Asko Nõmm

Musings of a Software Engineer

On technical debt

27th October, 2020~4 min read

As I've gone in and out of codebases enough times (must be in the thousands now surely!) I've started to see a ton of different ways people architect code. Here's a newsflash to those of you inexperienced yet; there's rarely such a thing as perfection in the real world. The real world is almost always convoluted, full of a mishmash of ideas and forgotten architectural decisions.

You see in the real world you have technical debt that just slips through the cracks. It's nobody's fault, but it's also everybody's fault at the same time. Most companies that I've worked with naturally have the vast majority of time spent on features and very little (if any) spent on technical debt.

The reasoning I've heard is quite simple; clients want features and don't expect bugs to exist in the first place, thus bugs aren't of any importance to them. And as the purpose of for-profits is to make money, they also align importance to features and very little of it to technical debt, to align with the client.

I feel like I've been around for enough time now to sort-of formulate an opinion on this and maybe have some solutions as well. Those solutions I try to apply in my day-to-day and I got to say, it has had an immense result. I'm much, much less of a grumpy developer, I don't doubt or second-guess everything and am in general much, much happier.

It's the fault of the management

Naturally as in any argument, there's more than one side to the story. It's easy to look at things from the developer's perspective and say that if only the management would increase the time spent on technical debt all of our problems would be solved.
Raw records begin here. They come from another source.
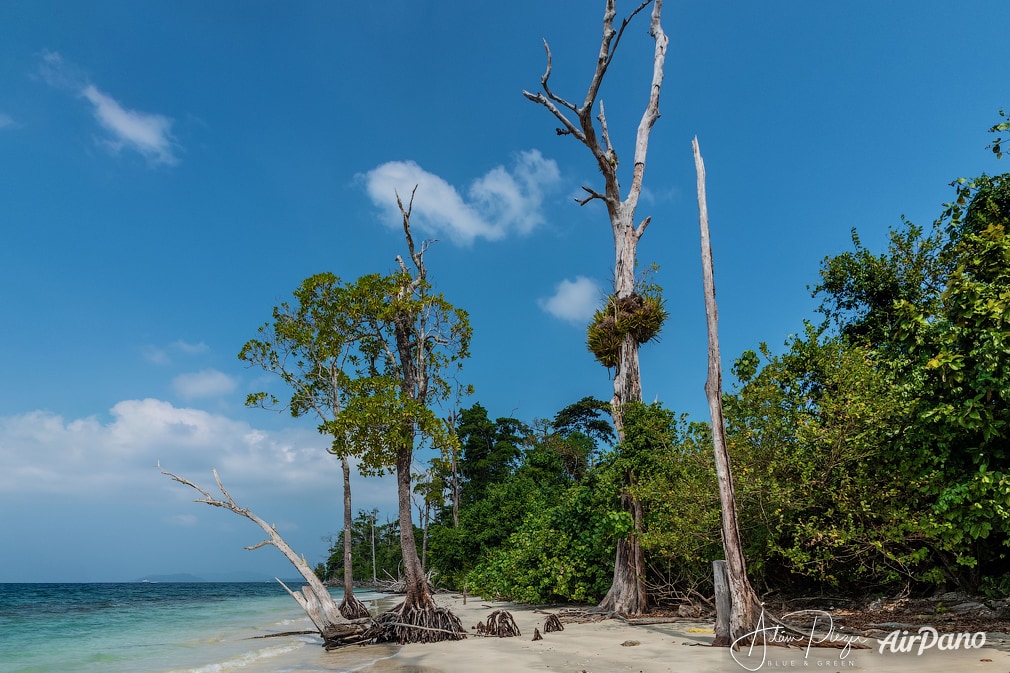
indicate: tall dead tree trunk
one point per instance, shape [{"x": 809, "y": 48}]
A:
[
  {"x": 375, "y": 578},
  {"x": 349, "y": 607},
  {"x": 627, "y": 593},
  {"x": 417, "y": 322},
  {"x": 314, "y": 598},
  {"x": 744, "y": 605}
]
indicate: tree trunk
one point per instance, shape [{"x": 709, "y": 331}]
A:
[
  {"x": 375, "y": 578},
  {"x": 744, "y": 605},
  {"x": 349, "y": 607},
  {"x": 418, "y": 595},
  {"x": 314, "y": 598},
  {"x": 627, "y": 594}
]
From there on out we would have plenty of time to fix bugs and refactor all of the mess we otherwise would just leave behind!

After all the mess was made there in the first place by constant indecisiveness of the management which meant that features built with the initial feature-set in mind no longer work well with the new feature-set, requiring workarounds and ugly duct-tape methods to make it all not collapse in itself.

Also if we'd only know the roadmap a bit more ahead than just mere 2 weeks at a time (be damned, scrum!) maybe we could make better decisions when it comes to architecting our code-base and features.

It's the fault of the engineers

But if you'd for a moment put yourself in the management shoes, you'd realize you are part of the problem, too! The management would say that they put a bunch of you in a room to "groom" tasks hoping that the outcome would be accurate estimations from experts. Estimations which they can then confidently tell their clients or make quarter plans with, meticulously planning out a year to build an ever-lasting source of profit so that everyone would get fed.

But what comes out instead? You put a bunch of "experts" in a room and they can't even often agree on an estimation! So then you do "re-groomings", after sending those "experts" back to study the area of code they need to touch for them to get on the same page, which all of them failed to do beforehand, fully knowing there was grooming scheduled and what the topics for said grooming were. And then when the sprint nears a close we realize those estimations from "experts" weren't accurate to begin with.

And often because those estimations aren't accurate those same engineers then are left to engineer themselves out of the corner they put themselves in to save face, which results in rushed code and ... guess what? If you guessed technical debt, you won the jackpot.

So then what does one do?

It's a real pickle I must say, with no clear-cut answers. But what seems recurring to me from being in the middle of this day-in, day-out, is that like our neanderthal-cousins of old, we also clearly lack imagination - or better put, understanding where the problem comes from as to then either solve it or learn how to avoid it.

As managers, you already know the pattern that your engineers create - the under-estimations, the over-estimation - so you then sort-of force your hand for the team to choose one of those, and you can then work accordingly. If your engineers under-estimate, you add a little extra time yourself so that your plans are on time. Or if your engineers over-estimate, then you know you can probably squeeze a few more work items to the sprint now and again. Most managers prefer over-estimations.

As engineers that are stuck in the scrum world, you already know you can't see the whole picture. The whole picture isn't even always known. Not to anyone. Not even to managers or product owners. But you can take it upon yourself, along with your team members, to always try to architect things while thinking forward - by making things abstract enough to be easily expanded, or at the very least modular enough to be easily extended.

Care, just a little bit more

Whichever approach you tend to take, lazily throwing stuff together rarely tends to work. Swimming against the stream rarely tends to work as well. But it's funny to me that as engineers, as people whose literal job is to foresee potential failures in things, a lot of us completely fail to foresee the management's direction and tend to swim against it. We even get bitter when management comes to us with a feature to implement that requires a refactoring, because we failed at our job.

We're communicators, us engineers. Our job is to take in human language and translate it into machine language. As with most translations, a literal translation rarely tends to work well. And just like a translator needs to add some spice to fill that gap, you need to read between the lines to understand the bigger picture and to architect your code in a way that doesn't come back to bite everyone in the ass. Don't just take a task and do it, take it and think about it. Think about it a lot. Think most of the time, then write.